I alternate between feeling a sadness well up in me for strange reasons, or just feeling dead inside. And part of me feels like I have to keep my spirits up to be a good, supportive spouse to my wife. But I know it is very important to make space for me and my feelings and process. Yesterday, my cell phone rang from a strange number from my remaining brother’s area. It was his doctor’s office. They had called me by accident. I am his contact for everything. He has never been married. I am his executor and all that. Scared the crap out of me. I called him later to find out it was just all positive results from his annual blood tests. But for that moment when they called, all I could think of is, another loss now? Who’s next? My wife? My brother? I can’t deal with one more loss right now.

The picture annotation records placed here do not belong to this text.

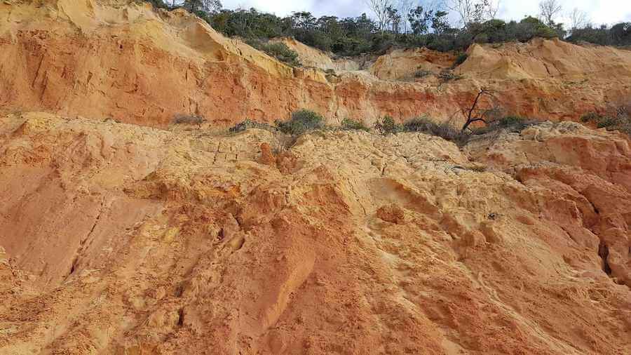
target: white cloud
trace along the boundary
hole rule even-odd
[[[419,1],[422,3],[426,1]],[[578,8],[588,14],[594,24],[613,24],[631,21],[631,0],[560,0],[565,14]],[[310,11],[316,16],[334,15],[340,18],[356,17],[362,13],[370,15],[363,0],[224,0],[227,8],[250,8],[275,13],[279,16],[293,11]],[[498,17],[505,20],[521,20],[538,13],[538,0],[501,0]]]

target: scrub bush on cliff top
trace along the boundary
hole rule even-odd
[[[289,121],[277,121],[276,128],[285,134],[300,135],[309,130],[324,128],[325,120],[320,114],[308,109],[301,109],[292,113]]]

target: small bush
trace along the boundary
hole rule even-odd
[[[596,112],[588,112],[581,116],[581,122],[596,122],[602,117],[601,115]]]
[[[370,128],[367,127],[362,122],[351,119],[344,119],[342,120],[341,129],[346,130],[364,130],[366,132],[370,130]]]
[[[387,115],[377,121],[374,128],[381,134],[396,133],[402,132],[403,130],[403,127],[400,124],[395,122],[394,119]]]
[[[430,75],[431,74],[432,74],[432,72],[430,72],[429,70],[419,69],[419,70],[416,70],[416,72],[414,72],[414,77],[415,78],[424,78],[425,76],[427,76],[428,75]]]
[[[488,122],[484,127],[473,130],[474,135],[483,135],[494,130],[506,130],[510,132],[521,132],[524,128],[535,125],[539,121],[519,116],[506,116]]]
[[[206,121],[206,119],[199,116],[190,114],[177,114],[173,117],[174,124],[196,124],[201,125]]]
[[[458,55],[458,57],[456,58],[456,61],[454,62],[454,65],[452,65],[452,69],[458,67],[461,64],[463,63],[467,58],[469,58],[469,55],[467,53],[460,53]]]
[[[420,132],[454,142],[463,143],[468,135],[454,128],[449,122],[437,123],[427,116],[417,117],[406,121],[402,125],[403,132]]]
[[[459,75],[450,70],[443,70],[438,74],[438,79],[443,83],[450,81],[452,80],[460,80],[463,78],[462,75]]]
[[[308,109],[301,109],[292,114],[287,122],[276,122],[276,128],[283,133],[300,135],[304,133],[325,127],[324,118],[319,114]]]
[[[236,133],[237,132],[242,132],[243,130],[245,130],[250,129],[250,128],[264,129],[266,130],[271,130],[271,131],[276,130],[276,128],[274,128],[274,126],[271,126],[268,123],[262,123],[259,122],[252,121],[250,119],[245,119],[242,122],[238,123],[234,125],[233,126],[231,127],[230,129],[229,129],[228,130],[229,130],[230,132],[231,132],[233,133]]]

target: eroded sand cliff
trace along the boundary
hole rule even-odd
[[[0,354],[631,353],[627,135],[217,129],[445,119],[482,86],[576,119],[628,101],[631,52],[475,45],[440,83],[415,73],[453,54],[282,41],[313,67],[181,11],[0,3]]]
[[[0,134],[0,352],[631,350],[618,133]]]
[[[286,40],[315,68],[292,68],[226,39],[183,11],[154,11],[125,0],[0,3],[0,109],[111,117],[163,127],[176,114],[229,126],[272,121],[299,108],[373,123],[390,114],[438,120],[494,89],[510,114],[576,119],[631,95],[631,51],[559,41],[473,46],[441,83],[419,69],[451,66],[429,51],[398,51],[366,70]],[[327,75],[323,69],[338,69]],[[348,70],[351,69],[351,70]]]

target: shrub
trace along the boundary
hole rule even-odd
[[[287,122],[276,122],[276,128],[283,133],[300,135],[304,133],[325,127],[324,118],[319,114],[308,109],[301,109],[292,114]]]
[[[451,70],[443,70],[440,72],[437,77],[441,81],[446,83],[452,80],[460,80],[463,78],[463,76],[457,74]]]
[[[388,115],[378,120],[374,128],[381,134],[396,133],[402,131],[403,129],[401,125],[395,122],[394,119]]]
[[[588,112],[581,116],[581,122],[596,122],[602,117],[601,115],[596,112]]]
[[[264,129],[266,130],[276,130],[276,128],[274,126],[271,126],[268,123],[262,123],[259,122],[257,122],[255,121],[252,121],[250,119],[245,119],[240,123],[238,123],[233,126],[231,127],[229,130],[233,133],[237,132],[242,132],[247,129],[250,128],[259,128],[259,129]]]
[[[365,130],[366,132],[370,130],[370,128],[367,127],[366,125],[365,125],[362,122],[355,121],[351,119],[344,119],[342,120],[341,129],[347,130]]]
[[[190,114],[177,114],[173,117],[174,124],[196,124],[201,125],[206,121],[206,119]]]
[[[519,116],[506,116],[491,121],[484,127],[473,130],[474,135],[482,135],[498,130],[508,130],[510,132],[521,132],[526,127],[535,125],[539,121],[528,119]]]
[[[403,132],[420,132],[454,142],[458,144],[466,142],[468,135],[454,128],[449,122],[437,123],[427,116],[417,117],[405,122]]]
[[[456,61],[454,62],[454,65],[452,65],[452,69],[455,68],[456,67],[460,65],[463,63],[467,58],[469,58],[469,55],[467,53],[460,53],[458,55],[458,57],[456,58]]]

I tell my dog, who is 8.5 years old, that she has to stay healthy. She is my rock. My one constant. I brought her with me when I drove across country. She has been with me since she was 8 weeks old. She keeps me going. Makes me go out for walks, regardless of the weather. Animals know how to do death. When the body is done, they are done. They have no qualms, no issues. They just go. They smell a dead body, they walk away. Nothing for them there. They know the soul has gone. Ah, if it were truly that easy.